Tytuł trochę przewrotny, bo przecież siedzę właśnie w internecie! Ale to ciąg dalszy życia bez telewizora i przejść z naszym dostawcą, a także przykład na to, jak przez przypadek można kogoś zmanipulować. Pan bowiem zadzwonił do mnie we ostatnio i zaproponował trzykrotnie szybsze łącze za kwotę większą o jakieś 20 zł od tej, którą teraz płacimy. Niby oferta niezła, ale... Poprosiłam, żeby zadzwonił następnego dnia, bo potrzebuję czasu, żeby się zdecydować.
- Nowięcdzieńdobry, jadzwonięzfirmyX, czymamprzyjemnośćzpaniąOlgą?
- Tak, słucham pana.
- AwięcpaniOlgu, wczorajproponowałempanipromocyjnąofertę, przygotowanąspecjalniedlapani...

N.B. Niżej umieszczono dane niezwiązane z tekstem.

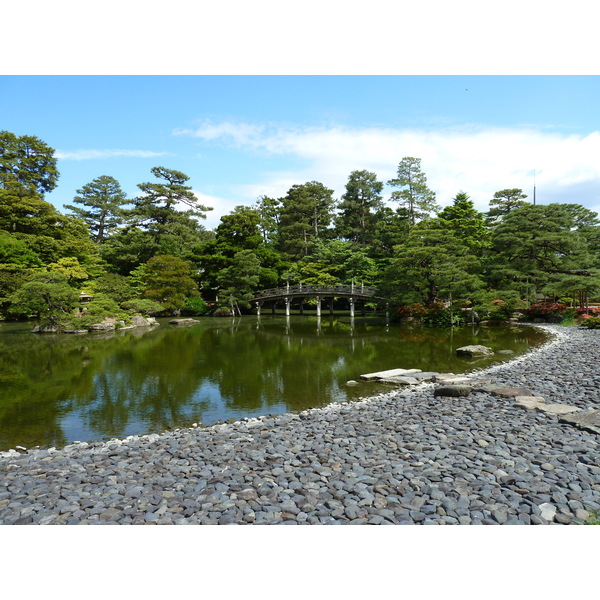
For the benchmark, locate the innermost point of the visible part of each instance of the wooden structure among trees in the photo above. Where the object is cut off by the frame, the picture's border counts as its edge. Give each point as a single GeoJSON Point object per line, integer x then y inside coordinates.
{"type": "Point", "coordinates": [319, 292]}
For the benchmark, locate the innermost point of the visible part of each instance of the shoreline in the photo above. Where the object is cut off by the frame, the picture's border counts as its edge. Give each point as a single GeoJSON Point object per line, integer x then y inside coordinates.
{"type": "Point", "coordinates": [404, 456]}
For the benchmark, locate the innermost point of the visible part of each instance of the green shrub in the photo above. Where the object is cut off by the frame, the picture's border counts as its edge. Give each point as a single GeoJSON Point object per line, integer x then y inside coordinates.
{"type": "Point", "coordinates": [143, 306]}
{"type": "Point", "coordinates": [97, 310]}
{"type": "Point", "coordinates": [438, 314]}
{"type": "Point", "coordinates": [194, 306]}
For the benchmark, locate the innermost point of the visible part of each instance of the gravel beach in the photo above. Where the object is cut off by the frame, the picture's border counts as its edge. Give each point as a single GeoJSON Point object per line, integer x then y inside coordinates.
{"type": "Point", "coordinates": [404, 457]}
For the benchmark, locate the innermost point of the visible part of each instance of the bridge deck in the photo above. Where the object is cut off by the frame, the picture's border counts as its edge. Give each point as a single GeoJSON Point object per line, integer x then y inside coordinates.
{"type": "Point", "coordinates": [323, 291]}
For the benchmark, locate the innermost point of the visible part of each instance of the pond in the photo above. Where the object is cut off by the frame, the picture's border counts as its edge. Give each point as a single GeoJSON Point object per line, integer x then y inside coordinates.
{"type": "Point", "coordinates": [56, 389]}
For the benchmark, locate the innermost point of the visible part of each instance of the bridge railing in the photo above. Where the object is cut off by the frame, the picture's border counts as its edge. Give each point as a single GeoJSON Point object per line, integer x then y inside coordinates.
{"type": "Point", "coordinates": [359, 290]}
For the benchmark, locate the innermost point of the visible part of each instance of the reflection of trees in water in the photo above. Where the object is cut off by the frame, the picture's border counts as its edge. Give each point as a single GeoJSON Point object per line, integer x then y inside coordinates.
{"type": "Point", "coordinates": [168, 377]}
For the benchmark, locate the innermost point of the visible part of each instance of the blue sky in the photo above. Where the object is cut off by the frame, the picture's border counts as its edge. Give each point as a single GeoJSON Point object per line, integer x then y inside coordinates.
{"type": "Point", "coordinates": [238, 137]}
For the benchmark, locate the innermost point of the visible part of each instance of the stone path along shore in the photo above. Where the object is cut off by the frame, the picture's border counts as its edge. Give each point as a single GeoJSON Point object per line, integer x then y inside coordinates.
{"type": "Point", "coordinates": [403, 457]}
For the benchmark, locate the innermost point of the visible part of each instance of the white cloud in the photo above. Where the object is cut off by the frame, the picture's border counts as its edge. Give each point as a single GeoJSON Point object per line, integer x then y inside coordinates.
{"type": "Point", "coordinates": [478, 160]}
{"type": "Point", "coordinates": [96, 154]}
{"type": "Point", "coordinates": [220, 206]}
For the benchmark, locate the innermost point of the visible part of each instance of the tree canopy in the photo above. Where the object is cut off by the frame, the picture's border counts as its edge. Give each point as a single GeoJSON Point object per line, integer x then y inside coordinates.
{"type": "Point", "coordinates": [152, 253]}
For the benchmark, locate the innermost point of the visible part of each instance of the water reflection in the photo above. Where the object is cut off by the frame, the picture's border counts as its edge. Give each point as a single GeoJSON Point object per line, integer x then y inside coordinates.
{"type": "Point", "coordinates": [56, 389]}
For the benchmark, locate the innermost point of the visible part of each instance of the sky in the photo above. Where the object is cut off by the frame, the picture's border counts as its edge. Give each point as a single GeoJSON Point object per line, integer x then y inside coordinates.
{"type": "Point", "coordinates": [238, 137]}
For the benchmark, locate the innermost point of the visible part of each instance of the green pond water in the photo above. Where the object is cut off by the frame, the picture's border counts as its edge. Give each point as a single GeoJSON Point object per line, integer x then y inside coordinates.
{"type": "Point", "coordinates": [55, 389]}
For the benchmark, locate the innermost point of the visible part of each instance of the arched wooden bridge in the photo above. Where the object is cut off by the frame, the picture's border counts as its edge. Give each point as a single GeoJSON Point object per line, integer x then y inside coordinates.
{"type": "Point", "coordinates": [319, 292]}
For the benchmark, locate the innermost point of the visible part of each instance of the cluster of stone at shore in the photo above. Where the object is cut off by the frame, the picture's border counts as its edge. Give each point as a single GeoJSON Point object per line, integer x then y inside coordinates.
{"type": "Point", "coordinates": [112, 324]}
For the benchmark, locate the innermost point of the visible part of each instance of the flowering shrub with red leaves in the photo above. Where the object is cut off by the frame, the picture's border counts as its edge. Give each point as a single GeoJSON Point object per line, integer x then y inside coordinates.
{"type": "Point", "coordinates": [585, 312]}
{"type": "Point", "coordinates": [590, 322]}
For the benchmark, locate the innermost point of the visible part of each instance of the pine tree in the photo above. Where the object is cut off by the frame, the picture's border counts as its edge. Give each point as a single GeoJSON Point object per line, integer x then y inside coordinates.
{"type": "Point", "coordinates": [418, 199]}
{"type": "Point", "coordinates": [358, 208]}
{"type": "Point", "coordinates": [104, 200]}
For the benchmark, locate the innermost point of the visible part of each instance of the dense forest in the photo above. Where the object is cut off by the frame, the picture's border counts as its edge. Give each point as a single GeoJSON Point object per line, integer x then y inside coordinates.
{"type": "Point", "coordinates": [151, 255]}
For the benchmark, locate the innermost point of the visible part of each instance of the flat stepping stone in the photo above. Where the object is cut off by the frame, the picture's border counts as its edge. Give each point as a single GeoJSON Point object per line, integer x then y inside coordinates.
{"type": "Point", "coordinates": [588, 419]}
{"type": "Point", "coordinates": [529, 402]}
{"type": "Point", "coordinates": [390, 373]}
{"type": "Point", "coordinates": [424, 376]}
{"type": "Point", "coordinates": [475, 350]}
{"type": "Point", "coordinates": [453, 391]}
{"type": "Point", "coordinates": [557, 409]}
{"type": "Point", "coordinates": [450, 379]}
{"type": "Point", "coordinates": [183, 321]}
{"type": "Point", "coordinates": [400, 380]}
{"type": "Point", "coordinates": [510, 392]}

- CHWILECZKĘ - przerwałam zimno. - Czy pan właśnie powiedział do mnie OLGU?
- No... tak, pani Olgu - stropił się pan.
- OLGO. NIECH PAN SOBIE ZAPAMIĘTA I MÓWI DALEJ - wycedziłam głosem Śmierci z Pratchetta.
- NowięcpaniOlgo... - zaczął pan nieco niepewnie, ale z poprzednią prędkością. Słuchałam. Pan mi zaproponował 120 megabajtów (nie jestem ekspertem, ale przynajmniej wiem, że domowe łącze internetowe w megabajtach nie jest mierzone...). Nadal wkurzona potknięciem gramatycznym i ogólnym nieogarnięciem kategorycznie zażądałam obniżenia kwoty rachunków i w ogóle oferty lepszej niż mają nowi klienci, bo inaczej zerwę umowę.
Efekt? Mówcie do mnie "iron maiden". Z dwukrotnie szybszym łączem za dwukrotnie niższą cenę.